R?mi Coulom wrote:
I would also add that analyzing games is good not only because it gives you an intuitive indication of whether the new version plays better or not, but it also indicates why. So this helps a lot to understand how the evaluation should be modified to get improvement.
R?mi
Remi
Thank you for your detailed reply.
Because SharpChess only got its WinBoard interface last week, all of its development up till now has been measured by playing games against other chess programs that have their own GUI chess boards. This was achieved by me loading up SharpChess and the "enemy" program at the same time, setting them to play opposite colours, and then manually moving the pieces between the two program's chess boards! This is why it's taken me 16 months to develop an engine that plays at around 1600-1800 ELO!
Of course, by making the moves manually, I've been able to to observe the games in detail, think while they think, and spot, what I think, are SharpChess's errors, then gradually hone the evaluation function until it makes the moves that make sense to me. Consequently, I've been able to slowly watch it go from losing every time, winning nearly all the time!
My first goal was for SharpChess to beat a chess-playing friend of mine. After I'd first shown him the program, when it was playing at aournd 3-4 ply in 30 seconds, we agreed a challenge where SharpChess would get 30 seconds a move, and he would get as long as he liked. I figured with just a few weeks work, I'd be beating him in no time! Sadly, he got better at chess too! It actually was only last month that SharpChess actually beat him for the first time, only after programing Pondering in order to take advantage of his "long" thinking time. It really has been a titanic 16 month battle, of wins, loses, crashes etc... Great stuff!
Anyway, back to testing. My first great computer adversery, that will always hold a warm place in my heart, was:
Little Chess Partner
http://www.lokasoft.nl/uk/jchess/chessgame.htm
I started off setting it to 5 seconds a move, and SharpChess to 30 seconds. It was kicking my ass for a good while, but I gradually started winning, and increasing its time in 5 second increments, eventually to the point where, given equal time, SharpChess wins every game! Woot!

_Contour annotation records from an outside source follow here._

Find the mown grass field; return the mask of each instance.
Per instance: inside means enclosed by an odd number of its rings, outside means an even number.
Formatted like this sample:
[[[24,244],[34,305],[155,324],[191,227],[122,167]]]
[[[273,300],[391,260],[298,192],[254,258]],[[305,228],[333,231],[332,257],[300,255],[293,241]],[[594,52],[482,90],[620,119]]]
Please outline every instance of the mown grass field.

After that, I pitted it against: HotBabe chess
http://www.stauffercom.com/hotbabe/
If you havent downloaded this yet, then try it at least once. It's a great laugh. It actually plays a stronger game than Little Chess Partner, and it's written in Eiffel. Mad eh?! I applied the same process with HotBabe, starting it at 5 seconds and go up in small increments, until now SharpChess and HotBabe play at about the same level.

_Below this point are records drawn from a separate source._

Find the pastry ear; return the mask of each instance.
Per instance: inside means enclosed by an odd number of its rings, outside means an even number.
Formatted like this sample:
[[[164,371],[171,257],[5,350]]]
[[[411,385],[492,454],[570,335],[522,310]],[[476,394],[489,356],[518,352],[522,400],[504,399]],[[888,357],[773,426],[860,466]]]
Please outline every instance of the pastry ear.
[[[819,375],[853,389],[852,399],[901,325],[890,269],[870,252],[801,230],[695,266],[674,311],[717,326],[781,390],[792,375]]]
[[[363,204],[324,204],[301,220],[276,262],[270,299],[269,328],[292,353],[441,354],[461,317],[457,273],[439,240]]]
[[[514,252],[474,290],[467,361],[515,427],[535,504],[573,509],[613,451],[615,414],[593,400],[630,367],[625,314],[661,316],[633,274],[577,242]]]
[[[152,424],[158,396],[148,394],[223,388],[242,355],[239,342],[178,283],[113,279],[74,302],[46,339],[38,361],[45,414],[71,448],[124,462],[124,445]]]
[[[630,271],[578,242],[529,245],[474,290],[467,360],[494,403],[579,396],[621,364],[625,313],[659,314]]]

So, this has been a great and fun way of improving playing strength, but a very slow one.
Because I can savegames in SharpChess, I also have around 40 saved positions, that I use for testing. Some I use just for speed/node-count test, that are middle game positins with lots "going on"; some are where I know a fixed "best" move which is only found past a certain depth (say 8 ply), and some other positions of interest, like end games, three-move repetition positions, 50 move, all the types of things that you need to test for.
The hardest ones to test, I feel, are modifications that involve forward-pruning: null-move, futility etc. Because although these tend to result in both fewer nodes, and faster searches, it is very hard to tell whether they actually improve playing strength.
A great example of this was when I was fiddling with verified null-move forward pruning. I tried setting "verify=false" at the root of my alpha-beta search, instead of the recommended "verify=true". This resulted in an instant increases in search depth of a whole 2 ply (from 8 to 10 in my test positions.). "Woot!", says I. However, when testing this on an 8-ply test position, I found that the correct move wasnt then actually found until SharpChess reached ply 10. So, you cant be too careful! As it happens, I left the change in, 'cause it still seemed to increase play strength slightly. It'd by nice to be able to "prove" this though, hence my questions on here.